Cloud storage is amazing … and risky
The 2000s may be over, but cloud storage is still amazing. Services such as Dropbox, Apple’s iCloud, Google’s Drive, and Microsoft’s OneDrive all help users share files with friends, recover when a hard drive crashes, and move files between their devices. Still, hearing about data breaches[1, 2, 3] leaves people wondering whether their data is safe in the cloud.
Security on today’s cloud lacks end-to-end encryption
Today’s cloud storage services use fairly similar client–server architectures that start with a locally installed application that monitors a specific file folder on a user’s computer. When the app detects changes in the folder, it relays them to the user’s account on the cloud. The cloud service handles copying them to a user’s other devices.
One of the problems with cloud storage is that files are not end–to–end encrypted (E2EE) – meaning that files encrypted before leaving a user’s device do not remain encrypted until they return. Rather, most providers use the transport encryption + encryption at rest paradigm. In this model, transport encryption encrypts files sent to the server (e.g., HTTPS), but decrypts them upon arrival. Next, the server applies encryption at rest so that only encrypted files are stored. While providers tout the strength of their encryption algorithms (e.g., AES 256), what they don’t highlight is that the server decrypts user files before re–encrypting them and that they hold the decryption keys!

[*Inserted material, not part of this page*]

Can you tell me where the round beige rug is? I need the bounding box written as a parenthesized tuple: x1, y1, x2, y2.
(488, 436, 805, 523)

Figure 1 shows how this process works:
![](https://sudoplatform.com/wp-content/uploads/2024/01/figure-1-1024x481.png)
While this model is efficient, it is vulnerable to attack and unfortunately is the mainstay of cloud storage. This leaves users wondering: Are cloud providers accessing my data? and Can hackers steal my digital files?
We can make the cloud safer
Answering those questions is difficult and varies over time. So, how do individual users protect their files in the cloud? One idea is to help users layer end–to–end encryption (E2EE) on top of any features the cloud storage services provide. This is fairly easy using the cryptographic features of decentralized identity (DI).
Store (for a long time) and forward (later)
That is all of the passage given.